= Great deluge algorithm =

The Great deluge algorithm (GD) is a generic algorithm applied to optimization problems. It is similar in many ways to the hill-climbing and simulated annealing algorithms.

The name comes from the analogy that in a great deluge a person climbing a hill will try to move in any direction that does not get his/her feet wet in the hope of finding a way up as the water level rises.

In a typical implementation of the GD, the algorithm starts with a poor approximation, S, of the optimum solution. A numerical value called the badness is computed based on S and it measures how undesirable the initial approximation is. The higher the value of badness the more undesirable is the approximate solution. Another numerical value called the tolerance is calculated based on a number of factors, often including the initial badness.

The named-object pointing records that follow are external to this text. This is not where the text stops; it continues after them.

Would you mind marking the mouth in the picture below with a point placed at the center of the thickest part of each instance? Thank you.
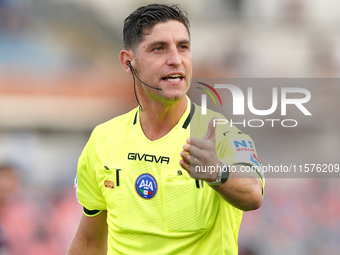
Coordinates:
(173, 78)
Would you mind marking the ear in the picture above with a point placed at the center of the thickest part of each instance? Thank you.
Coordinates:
(124, 56)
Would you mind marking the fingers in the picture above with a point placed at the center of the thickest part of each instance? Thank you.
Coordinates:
(210, 135)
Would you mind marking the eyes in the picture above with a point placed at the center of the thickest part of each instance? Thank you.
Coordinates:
(181, 47)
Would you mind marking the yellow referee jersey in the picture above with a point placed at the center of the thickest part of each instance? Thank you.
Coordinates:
(153, 206)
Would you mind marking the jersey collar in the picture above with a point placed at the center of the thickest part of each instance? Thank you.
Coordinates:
(185, 119)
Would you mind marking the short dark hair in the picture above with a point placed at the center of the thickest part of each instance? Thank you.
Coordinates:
(146, 17)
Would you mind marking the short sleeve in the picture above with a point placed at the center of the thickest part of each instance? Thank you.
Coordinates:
(88, 192)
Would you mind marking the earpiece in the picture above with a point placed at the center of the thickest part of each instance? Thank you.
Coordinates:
(128, 62)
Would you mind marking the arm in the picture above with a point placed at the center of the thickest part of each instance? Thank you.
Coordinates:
(242, 190)
(90, 237)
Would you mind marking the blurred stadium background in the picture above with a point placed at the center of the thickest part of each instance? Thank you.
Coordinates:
(60, 76)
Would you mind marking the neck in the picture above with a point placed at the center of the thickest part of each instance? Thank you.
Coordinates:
(157, 118)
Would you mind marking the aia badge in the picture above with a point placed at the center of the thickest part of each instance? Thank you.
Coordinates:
(146, 186)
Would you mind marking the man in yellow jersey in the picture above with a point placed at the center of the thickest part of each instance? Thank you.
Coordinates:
(134, 174)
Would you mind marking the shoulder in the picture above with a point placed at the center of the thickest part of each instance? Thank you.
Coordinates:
(114, 126)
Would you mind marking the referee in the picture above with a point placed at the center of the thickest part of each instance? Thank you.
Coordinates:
(139, 177)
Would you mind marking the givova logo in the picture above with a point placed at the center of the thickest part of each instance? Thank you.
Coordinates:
(146, 186)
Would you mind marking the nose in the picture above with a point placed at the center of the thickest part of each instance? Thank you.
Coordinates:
(174, 58)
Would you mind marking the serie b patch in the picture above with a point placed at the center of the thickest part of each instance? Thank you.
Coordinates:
(109, 184)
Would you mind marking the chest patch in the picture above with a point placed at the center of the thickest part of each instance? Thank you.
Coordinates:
(146, 186)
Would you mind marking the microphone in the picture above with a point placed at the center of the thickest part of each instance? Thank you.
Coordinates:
(128, 62)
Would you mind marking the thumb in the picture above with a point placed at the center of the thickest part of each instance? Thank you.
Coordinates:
(210, 135)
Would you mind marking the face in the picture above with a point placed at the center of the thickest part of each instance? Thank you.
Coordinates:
(163, 59)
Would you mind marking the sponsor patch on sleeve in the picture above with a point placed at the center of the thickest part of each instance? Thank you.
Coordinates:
(244, 151)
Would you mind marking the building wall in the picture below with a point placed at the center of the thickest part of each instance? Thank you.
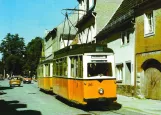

A new approximate solution S' , called a neighbour of S, is calculated based on S. The badness of S' , b' , is computed and compared with the tolerance. If b' is better than tolerance, then the algorithm is recursively restarted with S : = S' , and tolerance := decay(tolerance) where decay is a function that lowers the tolerance (representing a rise in water levels). If b' is worse than tolerance, a different neighbour S* of S is chosen and the process repeated. If all the neighbours of S produce approximate solutions beyond tolerance, then the algorithm is terminated and S is put forward as the best approximate solution obtained.